3.1. Analysis of the Entire Spectral Region (399–650 cm−1)

In this study, we compared the performance of various signal preprocessing techniques using the entire spectral region (3996–650 cm−1) and the specific spectral region (1501–799 cm−1). We first attempted to perform a direct PLS analysis using the entire spectral region (3996–650 cm−1) without any prior signal preprocessing technique. Our results for the training set for this particular region garnered RMSECV values of 0.030, 0.015, 0.019, and 0.031 for the corn, cane, beet, and rice syrups, respectively ( RMSECV average = 0.024 ) (Table 1). The corresponding R2 values garnered an R average 2 = 0.824 across these four syrup adulterants (Table 2). Further, using these developed calibration models for the individual syrups, RMSEP values of 0.022, 0.027, 0.019, and 0.034 for corn, cane, beet, and rice syrups, respectively, were obtained for the test set ( RMSEP average = 0.026 ) (Table 3).
After analysis of the entire spectral region (3996–650 cm−1) without any signal processing technique, further PLS modeling and signal processing techniques were performed on the entire spectral region (3996–650 cm−1) which yielded slightly better results than the direct PLS analysis where no signal processing was performed. First derivative and second derivative analyses were implemented in the entire spectral region (3996–650 cm−1). Optimum RMSECV results for the entire spectral region (3996–650 cm−1) were achieved using the second derivative ( RMSECV average = 0.015 ) and the first derivative ( RMSECV average = 0.020 ) tests across the four adulterant syrups (Table 1). The first derivative model also attained optimum results for the RMSEP ( RMSEP average = 0.017 ) (Table 2). The corresponding R2 values garnered the best results in both the second derivative ( R average 2 = 0.932 ) and the first derivative ( R average 2 = 0.880 ) tests across the four adulterant syrups (Table 2 and Table 3).
Binning and moving average techniques followed by PLS were also performed across the entire spectral region (3996–650 cm−1) and garnered identical results using the RMSECV, RMSEP, and R2 statistical parameters across the four syrup adulterant syrups (Table 1, Table 2 and Table 3). Several bin sizes were tested in order to enhance the performance of the binning technique, with the optimum result obtained at a bin size = 2. We then implemented a SNV smoothing prior to PLS modeling across the entire spectral region (3996–650 cm−1) and the results did not improve over that of the moving average and binning techniques ( RMSECV average = 0.027 ,   RMSEP average = 0.019 ,   R average 2 = 0.754 ) across the four adulterant syrups (Table 1, Table 2 and Table 3). Analysis using Savitzky–Golay smoothing for the entire spectral region (3996–650 cm−1) garnered similar results to that of the SNV signal preprocessing technique ( RMSECV average = 0.028 ,   RMSEP average = 0.018 ,   R average 2 = 0.732 ) across the four adulterant syrups (Table 1, Table 2 and Table 3).
Comparing the average values of the RMSECV and RMSEP results across the entire spectral region (3996–650 cm−1), as well as the R2 values, the first derivative model provided the optimum results. The average from the RMSECV (0.020) to the RMSEP (0.017) decreased and the R2 (0.880) garnered the second highest value across the four adulterant syrups (Table 1, Table 2 and Table 3).

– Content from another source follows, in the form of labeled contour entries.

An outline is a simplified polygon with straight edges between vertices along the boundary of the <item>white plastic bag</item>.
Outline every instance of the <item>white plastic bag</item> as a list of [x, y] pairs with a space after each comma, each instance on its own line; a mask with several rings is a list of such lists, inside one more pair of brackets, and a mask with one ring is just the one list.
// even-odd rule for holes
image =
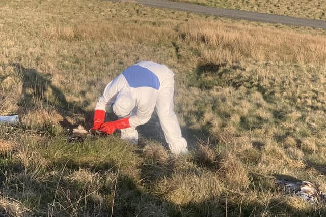
[[0, 116], [0, 122], [17, 123], [19, 121], [18, 115]]

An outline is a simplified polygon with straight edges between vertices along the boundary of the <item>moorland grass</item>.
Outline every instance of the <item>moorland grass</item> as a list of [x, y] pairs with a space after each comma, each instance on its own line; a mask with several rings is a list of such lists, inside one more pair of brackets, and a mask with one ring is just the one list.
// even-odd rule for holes
[[[325, 214], [274, 182], [326, 190], [324, 32], [134, 4], [22, 3], [0, 2], [0, 114], [22, 121], [0, 126], [0, 214]], [[67, 143], [72, 127], [91, 126], [106, 84], [142, 60], [175, 73], [191, 154], [170, 154], [155, 114], [138, 146], [118, 134]]]

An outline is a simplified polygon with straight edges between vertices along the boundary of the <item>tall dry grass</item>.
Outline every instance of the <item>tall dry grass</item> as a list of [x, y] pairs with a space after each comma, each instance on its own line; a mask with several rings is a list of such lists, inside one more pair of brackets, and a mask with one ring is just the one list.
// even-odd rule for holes
[[[0, 191], [22, 213], [324, 214], [273, 181], [326, 189], [324, 32], [134, 4], [24, 3], [0, 3], [0, 112], [22, 120], [0, 126], [15, 144], [0, 156]], [[139, 146], [118, 135], [67, 144], [68, 128], [91, 125], [107, 83], [142, 60], [175, 72], [191, 154], [169, 153], [155, 114]]]

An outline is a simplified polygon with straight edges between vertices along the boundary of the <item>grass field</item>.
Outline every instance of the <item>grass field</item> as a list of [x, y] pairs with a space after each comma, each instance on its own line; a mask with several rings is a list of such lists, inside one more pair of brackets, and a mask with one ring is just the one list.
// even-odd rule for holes
[[[0, 11], [0, 115], [22, 120], [0, 125], [0, 215], [326, 214], [274, 183], [326, 191], [325, 32], [106, 1]], [[191, 154], [169, 153], [155, 114], [139, 145], [118, 134], [67, 144], [106, 84], [143, 60], [175, 73]]]
[[216, 8], [231, 8], [326, 20], [326, 2], [317, 0], [172, 0]]

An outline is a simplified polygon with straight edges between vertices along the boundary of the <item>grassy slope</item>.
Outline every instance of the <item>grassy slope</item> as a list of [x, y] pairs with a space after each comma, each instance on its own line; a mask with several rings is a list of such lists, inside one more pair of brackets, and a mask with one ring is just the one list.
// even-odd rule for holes
[[326, 20], [326, 4], [317, 0], [172, 0], [217, 8]]
[[[49, 3], [0, 3], [0, 114], [23, 123], [0, 126], [1, 214], [107, 216], [115, 192], [115, 216], [325, 214], [273, 182], [282, 174], [326, 191], [324, 32]], [[89, 126], [106, 84], [145, 59], [175, 72], [192, 154], [162, 147], [155, 115], [139, 146], [118, 135], [67, 145], [63, 126]]]

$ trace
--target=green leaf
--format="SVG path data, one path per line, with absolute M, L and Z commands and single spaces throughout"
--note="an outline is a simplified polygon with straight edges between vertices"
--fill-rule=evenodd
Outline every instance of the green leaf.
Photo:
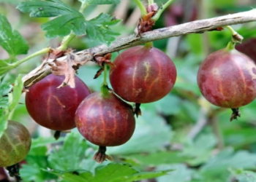
M 255 182 L 256 173 L 249 170 L 230 169 L 230 171 L 239 182 Z
M 200 170 L 203 173 L 217 173 L 229 167 L 256 169 L 255 164 L 256 154 L 246 151 L 235 152 L 233 149 L 227 148 L 210 159 Z
M 191 157 L 184 156 L 180 151 L 159 151 L 150 154 L 134 154 L 124 157 L 125 162 L 135 162 L 144 165 L 159 165 L 187 162 L 192 159 Z M 131 163 L 131 162 L 129 162 Z
M 69 182 L 132 182 L 164 175 L 171 170 L 140 173 L 128 165 L 110 163 L 106 166 L 97 167 L 94 175 L 91 173 L 85 170 L 47 171 Z
M 181 100 L 176 95 L 168 94 L 164 98 L 151 103 L 146 103 L 141 108 L 151 109 L 152 112 L 156 110 L 165 115 L 177 114 L 181 111 Z
M 174 170 L 170 175 L 157 178 L 157 182 L 187 182 L 192 179 L 192 172 L 185 165 L 163 165 L 157 167 L 157 170 Z
M 46 153 L 46 146 L 34 148 L 32 141 L 31 149 L 26 158 L 28 164 L 23 165 L 20 170 L 23 181 L 45 182 L 57 178 L 56 175 L 41 170 L 49 167 Z
M 63 146 L 50 154 L 49 164 L 56 170 L 78 169 L 82 159 L 85 158 L 87 148 L 86 141 L 80 133 L 72 132 L 65 138 Z
M 29 47 L 25 39 L 17 31 L 12 29 L 11 25 L 6 17 L 1 14 L 0 32 L 0 45 L 10 55 L 16 56 L 28 52 Z M 2 60 L 0 60 L 0 62 L 2 62 Z M 2 63 L 0 64 L 0 67 L 1 66 L 3 66 Z
M 187 162 L 191 166 L 198 166 L 208 160 L 216 144 L 217 139 L 212 133 L 201 134 L 193 143 L 184 146 L 181 156 L 190 157 Z
M 12 88 L 12 87 L 10 84 L 4 83 L 0 84 L 0 108 L 4 108 L 8 104 L 8 94 Z
M 120 0 L 79 0 L 79 1 L 85 1 L 87 4 L 111 4 L 120 3 Z
M 64 137 L 61 137 L 58 140 L 56 140 L 53 137 L 49 137 L 49 138 L 39 137 L 36 139 L 32 139 L 32 145 L 31 149 L 45 146 L 48 144 L 57 143 L 62 142 L 64 141 Z
M 86 20 L 83 14 L 59 0 L 24 1 L 17 8 L 23 12 L 30 12 L 31 17 L 57 17 L 42 25 L 48 39 L 65 36 L 72 31 L 76 35 L 86 32 Z
M 162 117 L 143 110 L 143 115 L 136 121 L 135 131 L 131 139 L 124 145 L 108 147 L 107 154 L 125 155 L 154 152 L 162 149 L 172 137 L 172 130 Z
M 116 25 L 120 20 L 112 20 L 112 17 L 107 14 L 101 13 L 97 17 L 86 21 L 86 33 L 91 39 L 98 39 L 99 41 L 106 42 L 109 45 L 113 41 L 115 36 L 120 35 L 113 31 L 109 26 Z
M 9 110 L 10 112 L 18 104 L 22 90 L 23 88 L 23 82 L 22 82 L 22 76 L 20 74 L 15 80 L 13 86 L 12 94 L 9 95 Z
M 53 137 L 40 137 L 37 139 L 32 139 L 30 151 L 26 158 L 28 164 L 23 165 L 20 170 L 20 176 L 23 178 L 23 181 L 45 182 L 50 179 L 56 178 L 56 175 L 50 174 L 41 169 L 50 167 L 48 161 L 48 149 L 46 145 L 60 143 L 63 141 L 64 138 L 60 138 L 56 141 Z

3.2. Analysis of the Specific Spectral Region (1501–799 cm−1)

We compared the results obtained above with those obtained by performing signal preprocessing and PLS analysis of selected spectral regions (1501–799 cm−1) harboring the spectral regions of interest present in the syrup adulterants. The RMSECV results garnered comparable values among the different signal processing techniques (Table 1). Therefore, when choosing the best model, we examined the results and compared the RMSECV to the RMSEP values (Table 1 and Table 2). In a comparison of the RMSECV (Table 1) and RMSEP (Table 2) values, in addition to the R2values (Table 3), using various signal processing techniques across the specific spectral region (1501–799 cm−1), the first derivative test garnered optimum results ( RMSECV average = 0.021 ,   RMSEP average = 0.014 ,   R average 2 = 0.859 ) (Table 1, Table 2 and Table 3). The average values across the four adulterant syrups from the RMSECV (0.021) to the RMSEP (0.014) has decreased, and the R2value (0.859) indicates a good fit between the measured and predicted values ( % w w ) for the respective syrup adulterants (Table 1, Table 2 and Table 3).
The determination of which region garnered the best result was made by comparison of all results obtained using various signal preprocessing techniques (Table 1, Table 2 and Table 3). Optimum results were achieved by setting a specific spectral region for various preprocessing techniques (Table 1, Table 2 and Table 3). Various preprocessing techniques, including second derivative, moving average, binning, Savitzky–Golay, and SNV, as applied to the specific spectral region (1501–799 cm−1) improved the results for most RMSECV, RMSEP, and R2 parameters across the four syrup adulterants with the first derivative technique garnering the most optimum results ( RMSECV average = 0.021 ,   RMSEP average = 0.014 ,   R average 2 = 0.859 ) (Table 1, Table 2 and Table 3).
Using first derivative signal processing technique, close examination of the RMSECV as a function of the number of components showa that four, four, five, and four components are sufficient to have low errors of cross-validation (i.e., RMSECV) in the calibration set for the syrup adulterants of corn, cane, beet, and rice, respectively (Figure 4).
Using the first derivative signal processing techniques and the aforementioned numbers of components (Figure 4), the results of our study show that a good linearity is obtained between the predicted and measured concentrations ( % w w ) of adulterants in the training and testing sets (Figure 5).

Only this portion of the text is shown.